What four top most things you take care of while writing a book?
What I didn't take care of while writing were social engagement and food.  During the crush of writing, they fell by the wayside as I paid homage to my muse.  What I most took care of was research -- everything had to be based in fact (except the plot, of course -- pure fantasy). 

Your dream destination on Earth?
I am in my dream destination.  I live on the beach, high up over Lake Michigan, a ten-minute drive from downtown Chicago.
If not there, I would like to be in a cottage in the Highlands of Scotland, eating salmon for dinner every night listening to bagpipes.

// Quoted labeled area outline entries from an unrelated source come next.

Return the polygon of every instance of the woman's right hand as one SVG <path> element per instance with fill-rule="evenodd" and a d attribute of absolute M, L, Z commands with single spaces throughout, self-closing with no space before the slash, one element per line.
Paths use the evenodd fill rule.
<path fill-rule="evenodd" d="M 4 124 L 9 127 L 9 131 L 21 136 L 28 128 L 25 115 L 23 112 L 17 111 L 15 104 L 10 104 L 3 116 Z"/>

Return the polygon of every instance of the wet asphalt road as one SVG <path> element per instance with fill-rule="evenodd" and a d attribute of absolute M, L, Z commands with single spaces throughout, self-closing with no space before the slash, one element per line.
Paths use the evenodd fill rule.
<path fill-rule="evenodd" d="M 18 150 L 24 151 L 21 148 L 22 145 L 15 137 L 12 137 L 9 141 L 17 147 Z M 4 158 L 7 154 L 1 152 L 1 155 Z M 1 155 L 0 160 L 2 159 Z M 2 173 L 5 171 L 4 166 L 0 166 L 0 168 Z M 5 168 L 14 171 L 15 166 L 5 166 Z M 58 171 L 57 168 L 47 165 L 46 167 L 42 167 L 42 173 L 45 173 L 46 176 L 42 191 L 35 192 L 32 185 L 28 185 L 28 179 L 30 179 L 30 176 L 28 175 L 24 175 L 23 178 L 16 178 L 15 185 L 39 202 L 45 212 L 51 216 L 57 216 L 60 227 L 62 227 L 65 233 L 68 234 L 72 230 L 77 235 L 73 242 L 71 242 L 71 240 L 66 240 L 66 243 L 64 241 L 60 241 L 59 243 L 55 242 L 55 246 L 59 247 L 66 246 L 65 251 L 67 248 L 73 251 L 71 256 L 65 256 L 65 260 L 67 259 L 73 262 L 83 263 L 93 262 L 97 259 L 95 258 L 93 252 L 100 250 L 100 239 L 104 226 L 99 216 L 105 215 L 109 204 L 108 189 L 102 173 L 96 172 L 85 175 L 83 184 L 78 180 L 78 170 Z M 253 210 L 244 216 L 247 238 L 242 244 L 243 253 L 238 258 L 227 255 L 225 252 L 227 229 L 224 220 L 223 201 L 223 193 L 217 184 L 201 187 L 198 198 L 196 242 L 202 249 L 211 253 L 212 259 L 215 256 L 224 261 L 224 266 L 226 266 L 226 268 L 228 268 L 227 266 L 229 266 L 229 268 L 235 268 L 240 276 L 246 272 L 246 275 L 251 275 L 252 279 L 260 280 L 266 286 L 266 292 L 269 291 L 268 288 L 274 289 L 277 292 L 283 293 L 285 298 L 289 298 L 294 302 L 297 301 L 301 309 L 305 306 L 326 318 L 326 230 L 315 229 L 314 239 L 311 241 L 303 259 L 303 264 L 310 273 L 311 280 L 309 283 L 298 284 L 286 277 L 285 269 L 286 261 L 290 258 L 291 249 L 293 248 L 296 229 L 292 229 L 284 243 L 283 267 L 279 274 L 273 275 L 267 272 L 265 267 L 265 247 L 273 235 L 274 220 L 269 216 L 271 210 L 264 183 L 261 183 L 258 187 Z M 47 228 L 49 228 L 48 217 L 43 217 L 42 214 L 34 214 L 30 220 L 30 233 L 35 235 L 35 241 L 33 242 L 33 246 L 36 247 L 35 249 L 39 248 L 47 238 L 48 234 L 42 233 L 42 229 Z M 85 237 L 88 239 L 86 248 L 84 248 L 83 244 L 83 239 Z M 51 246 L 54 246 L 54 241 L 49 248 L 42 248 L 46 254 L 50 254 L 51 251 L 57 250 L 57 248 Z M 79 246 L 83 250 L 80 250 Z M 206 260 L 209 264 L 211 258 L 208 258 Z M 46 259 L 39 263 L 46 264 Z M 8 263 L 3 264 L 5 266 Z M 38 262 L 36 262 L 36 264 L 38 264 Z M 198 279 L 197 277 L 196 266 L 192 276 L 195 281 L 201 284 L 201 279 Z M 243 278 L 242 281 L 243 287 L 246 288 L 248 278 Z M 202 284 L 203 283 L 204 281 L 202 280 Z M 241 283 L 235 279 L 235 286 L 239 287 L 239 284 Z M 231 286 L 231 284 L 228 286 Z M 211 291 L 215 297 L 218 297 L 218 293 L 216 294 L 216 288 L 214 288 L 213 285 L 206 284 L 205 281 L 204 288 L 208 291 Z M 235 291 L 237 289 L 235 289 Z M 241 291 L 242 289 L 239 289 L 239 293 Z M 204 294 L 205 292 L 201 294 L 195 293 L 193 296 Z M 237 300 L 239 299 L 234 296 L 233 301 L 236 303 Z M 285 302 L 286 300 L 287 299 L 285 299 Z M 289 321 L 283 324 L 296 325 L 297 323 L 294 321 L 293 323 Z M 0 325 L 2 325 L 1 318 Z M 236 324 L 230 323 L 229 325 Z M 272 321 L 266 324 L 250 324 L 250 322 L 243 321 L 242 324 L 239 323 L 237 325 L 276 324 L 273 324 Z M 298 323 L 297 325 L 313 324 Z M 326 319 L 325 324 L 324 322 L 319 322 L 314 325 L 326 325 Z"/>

Your origin of birth and other countries you have visited/ stayed. What best things you liked in these countries around the globe?
I was born in the Midwest but have traveled everywhere but South America.  My best likes are gazing at the African skies, cheering the bulls in Spain, eating Nutella and banana crepes on Paris streets, wading into the Mediterranean Sea, drinking beer under the Great Wall of China. 

Your favorite time of the day?
early, early morning. 

Your zodiac/ sun sign?
I am a Leo -- two steps forward, one step back.

Mary Gray Kaye – Impact of Modelling from Age 4 until Adolescence

Your favorite color and why?
black -- it covers many sins. 

Your favorite book and why?
Johnny Got His Gun -- The first book I read that astounded me.

Your favorite celebrity and why?
Barack Obama -- He's honest and doomed by the times he was catapulted into. 

Your favorite food?
watermelon 

Some quickies: Sun or Moon, Laughter or Smile, Morning or Evening, Coffee or Tea, Mountain or Sea, Long Drive or Short Drive, Silence or Conversation, Water or Fire, Air or Earth, Mars or Jupiter, Moon or Sun, Tulip or Rose, Red or Blue, Left or Right, Glance or Stare
moon, smile, morning, tea, mountain, long drive, silence, fire, air,  Mars, moon, tulip, red, right, glance

What three words come to your mind for each –
Technology, geek, challenge, gift 
Life, breath, hope, happiness 
God, help, buddy, everything 
Humanity, hopeless, hopeful, enigma 
Terrorism, brutal, senseless, overpowering 
Racism, confusing, unfounded, troublesome 
Childhood Abuse, why, how, who? 
Love, indefinable, unattainable, cherishing 
Parenting, protection, pride, privilege 
Old age a gift, a joy, a reward

Mary Gray Kaye – Impact of Modelling from Age 4 until Adolescence

 State your signature line/ tagline/ best quote
My favorite quote (I have used it in the novel) is from Winnie the Pooh: “What day is it?’ “It’s today,” squeaked Piglet.  “My favorite day,” said Pooh.  

The last line of your autobiography would be…
"She lived a life." (notice, no judgment there)

Thanks, Mary Gray Kaye for such fabulous answers. You probably became the youngest professional. It was sad to learn about the impact of modeling at an early age of 4.